O documentário é poético. Deixa transparecer a amabilidade e a insistência de vidas exasperadas em reencontrar a felicidade perdida para a invasão ultrajante. As imagens, os testemunhos, as memórias levam-nos a querer caminhar por aqueles caminhos de pedras desgastadas pelo tempo. Lembram o lugar por onde, talvez, segundo a história, Cristo andou a pregar o amor, um sentimento esquecido pelos opressores. Também estes já foram vítimas, e agora cobram contas de quem nada lhes deve. A câmera passeia pela indignação percebida nas muralhas de cimento, teimosamente manchadas com palavras pela paz, contra a guerra e pela liberdade. Expressão rústica, apressada, de um povo que procura resistir contra aqueles que já não são cúmplices do sagrado.

No quase deserto onde habitam os palestinos, o verde é escasso, traduz-se em árvores baixas, magras, com destaque para as oliveiras, cujas azeitonas, garantem o alimento e a renda para milhares de famílias. Mas até a colheita se torna impossível por normas proibitivas de Israel e pela ação dos colonos israelenses que as cortam sem piedade. Limitadas pelos muros e checkpoints, ainda eles, sempre eles, as cidades se apresentam, uma a uma, tímidas, inquietas. Mercados coloridos, produtos em certa desordem, o que encanta o espectador pela simplicidade e pela diversidade das gentes que por ali transitam. O filme registra olhares amorosos apesar dos infortúnios, amizades fortalecidas por suas ligações com a terra crucificada.

“A Palestina Brasileira” é um impulso na luta contra a dominação de um povo sobre outro, no desejo de igualdade entre os cidadãos do mundo. A fotografia, de ângulos largos, permite que a visão corra por montanhas e por prados cor de areia. Já as sequências em preto e branco, retalhos de antigos jornais cinematográficos, representam uma Palestina antiga, tradicional, e documentam os momentos cruciais da chegada dos sionistas ocupantes, amargas recordações.

Em oposição, as imagens em cores jogam luzes sobre a reconstrução de vidas e de lugares. A tristeza não se impõe à beleza das narrativas, da incessante resistência à exploração e à injustiça. A trilha sonora encanta pela suavidade melancólica que nos penetra a mente, auxiliando na viagem, ao mesmo tempo, real e mística. A suavidade dos momentos revelados poupa-nos das imagens trágicas da Cisjordânia e de Gaza. Gaza, sob cerco, é o cenário mais agudo onde os palestinos travam luta de vida e morte contra o apartheid.

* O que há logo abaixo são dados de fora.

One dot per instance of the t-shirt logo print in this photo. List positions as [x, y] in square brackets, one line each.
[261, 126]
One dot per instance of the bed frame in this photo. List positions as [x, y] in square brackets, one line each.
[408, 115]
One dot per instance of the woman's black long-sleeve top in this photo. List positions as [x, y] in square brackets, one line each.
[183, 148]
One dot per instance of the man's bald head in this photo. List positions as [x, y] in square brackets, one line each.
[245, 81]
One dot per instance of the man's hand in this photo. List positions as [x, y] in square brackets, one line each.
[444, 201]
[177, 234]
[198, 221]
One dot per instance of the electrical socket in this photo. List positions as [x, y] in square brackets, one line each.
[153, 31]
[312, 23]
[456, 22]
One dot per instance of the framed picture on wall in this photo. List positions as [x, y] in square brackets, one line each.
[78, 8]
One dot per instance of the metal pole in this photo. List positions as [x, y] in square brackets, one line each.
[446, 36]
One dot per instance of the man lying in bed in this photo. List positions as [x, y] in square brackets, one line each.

Terminada apresentação do documentário “A Palestina Brasileira”, o Canal Curta exibiu, logo após, programa sobre a vida de Nelson Mandela, fazendo-me pensar nas semelhanças da opressão sofrida pelos sul-africanos e palestinos. Espero que encontrem alguém como Mandela para ajudá-los a apressar o caminho da libertação. Que o espírito do líder inesquecível paire sobre a terra conhecida como santa que, por direito divino ou não, pertence a todos. Por tudo isso, saúdo o roteirista e diretor Omar L. de Barros Filho por mais esta realização de inestimáveis valores artísticos e humanitários.

(*) Neusa Maria Pereira é jornalista em São Paulo. Foi editora da seção Afro-Latino-América do jornal alternativo Versus. Por sua atuação no campo dos direitos da população negra no Brasil, contribuiu decisivamente à criação do Movimento Negro Unificado (MNU) durante a luta contra a ditadura.